# belt drive made and fitted



## Justmental (Dec 31, 2014)

been making the bits for my belt drive over the last few weeks.
wish i had started it as soon as i got me lathe in august.
so much quieter can now hear the radio when machining parts.
and has a better finish on parts.
No more plastic gears rattling away all been removed
next mod x-axis table feed.


----------



## MCRIPPPer (Dec 31, 2014)

looks great. i intend to one day make one for my mill. already made one for my lathe.


----------



## Wizard69 (Jan 1, 2015)

Nice work, looks really professional.


----------



## Justmental (Jan 1, 2015)

MCRIPPPer said:


> looks great. i intend to one day make one for my mill. already made one for my lathe.

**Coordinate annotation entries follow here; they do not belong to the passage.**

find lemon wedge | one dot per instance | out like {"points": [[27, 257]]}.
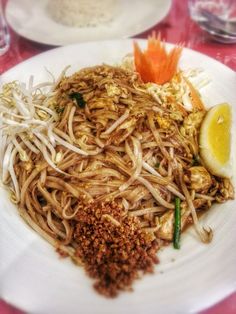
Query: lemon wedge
{"points": [[215, 140]]}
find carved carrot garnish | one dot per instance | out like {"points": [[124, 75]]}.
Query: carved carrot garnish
{"points": [[156, 64]]}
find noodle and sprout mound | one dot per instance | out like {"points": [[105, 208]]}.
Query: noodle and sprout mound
{"points": [[96, 162]]}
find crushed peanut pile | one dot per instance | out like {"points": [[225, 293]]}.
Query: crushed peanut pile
{"points": [[113, 247]]}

it is well worth the effort doing it runs so much smoother now.
it's nice to hear the radio now whilst machining.


----------



## velocette (Jan 1, 2015)

Hi
Great job very well done another convert to belt drives. 
Never understood why they ever built them with gear drives to start with.
Perhaps it was to let the neighbors know that you had a milling machine and were using it.
Converted my X2 mill to belt drive and pleased with the result. 
Took the liberty of adding a PDF file to give other would be belt drive converters some encouragement to get started on making life a whole lot quieter.

Eric 

View attachment X2-belt-drive-assembly-full.pdf


----------



## chucketn (Jan 1, 2015)

MCRIPPPer said:


> looks great. i intend to one day make one for my mill. already made one for my lathe.


 
McRipper, did you use a 'v' belt or timing type belt?

Chuck


----------



## MCRIPPPer (Jan 1, 2015)

i used a "poly v" belt. http://www.homemodelenginemachinist.com/showthread.php?t=22736


----------



## chucketn (Jan 1, 2015)

MCRIPPPer said:


> i used a "poly v" belt. http://www.homemodelenginemachinist.com/showthread.php?t=22736


 
Sorry to hijack, but did/have you experienced any slippage on the lathe?
I'm getting ready yo add a jackshaft and possibly a more powerful motor to my 7x.

Chuck


----------



## MCRIPPPer (Jan 1, 2015)

it slips if the tool catches too much material al low speed. there is no slip at higher speeds and the motor controller will overload if too much material is removed. it has MUCH more torque capability than the old toothed belt direct to the motor. i can machine about 4mm doc on aluminum 3/4 od al low rpm!!! but its also modded to improve rigidity to make it able to do that. on larger things like 2"+ i can machine .75mm per side at a fast feed.


----------



## xpylonracer (Jan 2, 2015)

Hi Eric

When I saw your notice re Belt Conversion and your handle of Velocette, thought you were speaking about  the belt conversion from the crankshaft to the clutch for the bike, gets rid of the oil leaks from the primary drive oil bath.
Emgee


----------